Prince : Ma foi, si c'est bien ce que je pense, j'y étais.
Robert : Hey Roger, on a ENFIN du neuf ! Vous pouvez passer, gars, on vous interrogera au centre de police !
... Bon au moins l'essentiel c'est que je passe. Mais si c'est pour passer la nuit dans un putain de commissariat de mes deux, c'est même pas la peine d'y songer. Je vais me payer une chambre au meilleur estaminet de ce village. Et quand je serai rentré et que j'aurai mieux que de l'argent de poche, j'achèterai l'estami... Non, mieux, j'achèterai le village ! Ces deux cancrelats seront à ma botte, et je leur ferai regretter le jour où ils ont rencontré le prince ex Prince Charmant !!
Mais... Mais ils me suivent ? PUTAIN DE BORDEL DE MERDE. J'aurai donc pas la paix !
Prince : Vous faîtes quoi, au juste ?
Robert : Ben, on vous accompagne au poste, évidemment. Vous êtes un témoin clé dans l'affaire de la mort du lapin.
Roger : Ouais mais vous en faîtes pas, on vous jett'ra en dehors de la ville quand vous aurez fini d'témoigner !
Réfléchis, Prince. Réfléchis. Tu peux trouver quelque chose pour te débarrasser de ces deux chieurs. Oh, ça y est.
Prince : Oh ! Regardez derrière vous ! Un singe à trois têtes !!
Roger : De quoi ?
Robert : Où ça ?
Ha ha ça a marché. Maintenant je mets les voiles.
Roger : ROBERT, LE PRISONNIER SE CASSE !!
Robert : Oh tant pis, laissons tomber. Allez viens, je te paye un coup.
Roger : T'es le meilleur !
Mais ? Ils me suivent pas ? Bon ben... Joie. Je vais prendre une chambre pour la nuit, maintenant, dans ce petit établissement, qui a l'air pas trop mal à première vue. Et donc c'est pourquoi j'entre dans "Le Trou du Q".

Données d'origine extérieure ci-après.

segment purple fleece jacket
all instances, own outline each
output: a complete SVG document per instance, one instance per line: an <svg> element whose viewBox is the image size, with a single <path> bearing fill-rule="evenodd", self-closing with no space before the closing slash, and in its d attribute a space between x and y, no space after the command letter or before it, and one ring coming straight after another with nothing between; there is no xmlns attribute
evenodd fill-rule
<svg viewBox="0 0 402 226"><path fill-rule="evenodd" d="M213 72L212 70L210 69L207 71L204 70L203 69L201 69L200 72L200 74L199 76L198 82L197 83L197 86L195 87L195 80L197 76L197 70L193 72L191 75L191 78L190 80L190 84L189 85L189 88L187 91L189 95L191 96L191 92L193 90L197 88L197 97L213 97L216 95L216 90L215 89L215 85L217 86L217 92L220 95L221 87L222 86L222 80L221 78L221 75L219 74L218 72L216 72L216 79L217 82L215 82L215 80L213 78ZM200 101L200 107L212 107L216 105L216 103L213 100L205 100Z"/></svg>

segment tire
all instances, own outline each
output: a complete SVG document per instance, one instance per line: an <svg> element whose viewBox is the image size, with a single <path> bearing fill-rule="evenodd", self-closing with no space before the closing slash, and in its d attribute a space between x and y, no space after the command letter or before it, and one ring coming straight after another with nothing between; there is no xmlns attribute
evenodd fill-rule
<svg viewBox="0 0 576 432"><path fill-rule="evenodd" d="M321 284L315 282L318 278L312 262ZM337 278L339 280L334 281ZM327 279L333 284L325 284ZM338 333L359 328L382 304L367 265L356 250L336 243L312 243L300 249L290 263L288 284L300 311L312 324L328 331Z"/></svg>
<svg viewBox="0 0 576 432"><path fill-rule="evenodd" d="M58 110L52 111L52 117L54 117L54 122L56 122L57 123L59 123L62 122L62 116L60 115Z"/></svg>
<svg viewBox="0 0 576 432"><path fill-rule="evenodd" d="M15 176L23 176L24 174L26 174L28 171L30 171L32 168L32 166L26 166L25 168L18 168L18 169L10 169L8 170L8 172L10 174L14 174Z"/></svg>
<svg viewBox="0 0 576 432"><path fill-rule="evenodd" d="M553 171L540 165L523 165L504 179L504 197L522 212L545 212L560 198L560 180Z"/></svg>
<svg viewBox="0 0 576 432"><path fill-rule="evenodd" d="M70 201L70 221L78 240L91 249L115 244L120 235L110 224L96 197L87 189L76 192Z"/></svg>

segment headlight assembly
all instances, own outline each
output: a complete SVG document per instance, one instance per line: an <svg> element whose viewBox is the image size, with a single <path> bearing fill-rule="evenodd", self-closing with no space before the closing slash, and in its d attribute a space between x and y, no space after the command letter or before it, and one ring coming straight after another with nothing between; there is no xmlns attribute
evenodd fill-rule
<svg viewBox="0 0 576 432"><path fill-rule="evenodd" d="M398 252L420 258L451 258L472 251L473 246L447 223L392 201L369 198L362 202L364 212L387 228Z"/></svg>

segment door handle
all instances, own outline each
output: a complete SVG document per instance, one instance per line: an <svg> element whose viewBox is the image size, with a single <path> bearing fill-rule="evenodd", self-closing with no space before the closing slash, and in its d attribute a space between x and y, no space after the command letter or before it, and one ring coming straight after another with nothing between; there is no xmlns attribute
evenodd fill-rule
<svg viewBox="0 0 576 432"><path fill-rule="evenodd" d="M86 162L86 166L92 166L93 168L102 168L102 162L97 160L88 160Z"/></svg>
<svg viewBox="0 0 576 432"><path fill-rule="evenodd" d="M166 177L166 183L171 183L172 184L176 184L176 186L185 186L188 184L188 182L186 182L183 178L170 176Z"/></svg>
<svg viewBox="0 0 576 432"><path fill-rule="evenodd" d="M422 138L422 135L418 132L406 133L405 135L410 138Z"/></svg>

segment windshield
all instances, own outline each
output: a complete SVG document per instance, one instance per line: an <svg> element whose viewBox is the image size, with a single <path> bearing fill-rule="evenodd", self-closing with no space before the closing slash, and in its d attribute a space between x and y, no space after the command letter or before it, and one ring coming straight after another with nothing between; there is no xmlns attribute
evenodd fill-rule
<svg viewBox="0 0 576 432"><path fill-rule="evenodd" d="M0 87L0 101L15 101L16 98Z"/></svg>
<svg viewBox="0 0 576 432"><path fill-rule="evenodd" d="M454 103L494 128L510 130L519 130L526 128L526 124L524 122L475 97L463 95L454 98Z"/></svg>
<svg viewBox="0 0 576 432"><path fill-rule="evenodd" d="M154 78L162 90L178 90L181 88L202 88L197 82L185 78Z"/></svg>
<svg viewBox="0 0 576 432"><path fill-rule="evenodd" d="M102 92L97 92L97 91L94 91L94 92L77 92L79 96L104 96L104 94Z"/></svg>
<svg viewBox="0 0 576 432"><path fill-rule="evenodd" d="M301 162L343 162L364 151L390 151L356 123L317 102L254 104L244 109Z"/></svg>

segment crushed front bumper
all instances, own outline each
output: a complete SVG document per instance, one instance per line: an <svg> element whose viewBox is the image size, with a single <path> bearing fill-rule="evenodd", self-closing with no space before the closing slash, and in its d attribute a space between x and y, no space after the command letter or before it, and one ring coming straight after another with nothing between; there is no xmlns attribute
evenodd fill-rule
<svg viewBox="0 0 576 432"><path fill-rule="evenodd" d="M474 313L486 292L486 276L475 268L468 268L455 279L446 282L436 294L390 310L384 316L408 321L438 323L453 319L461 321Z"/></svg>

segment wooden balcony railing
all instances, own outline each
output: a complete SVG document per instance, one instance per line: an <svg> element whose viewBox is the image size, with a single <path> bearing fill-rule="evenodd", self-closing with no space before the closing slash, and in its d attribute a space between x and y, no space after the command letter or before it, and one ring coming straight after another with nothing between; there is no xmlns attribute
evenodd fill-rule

... Bon okay c'est minable. Je me suis payé une bière, elle était imbuvable, et en plus les danseuses n'ont aucun talent. Je crois que je ferai lapider le proprio à mon retour, en fait. Enfin LUI au moins m'a reconnu et m'offre les consommations et la chambre gratuites. Encore heureux, tiens.
Bref j'en ai ma claque, je vais dormir malgré cette odeur pestilentielle qui empeste dans tout l'établissement.
Demain sera un meilleur jour. Enfin, j'espère.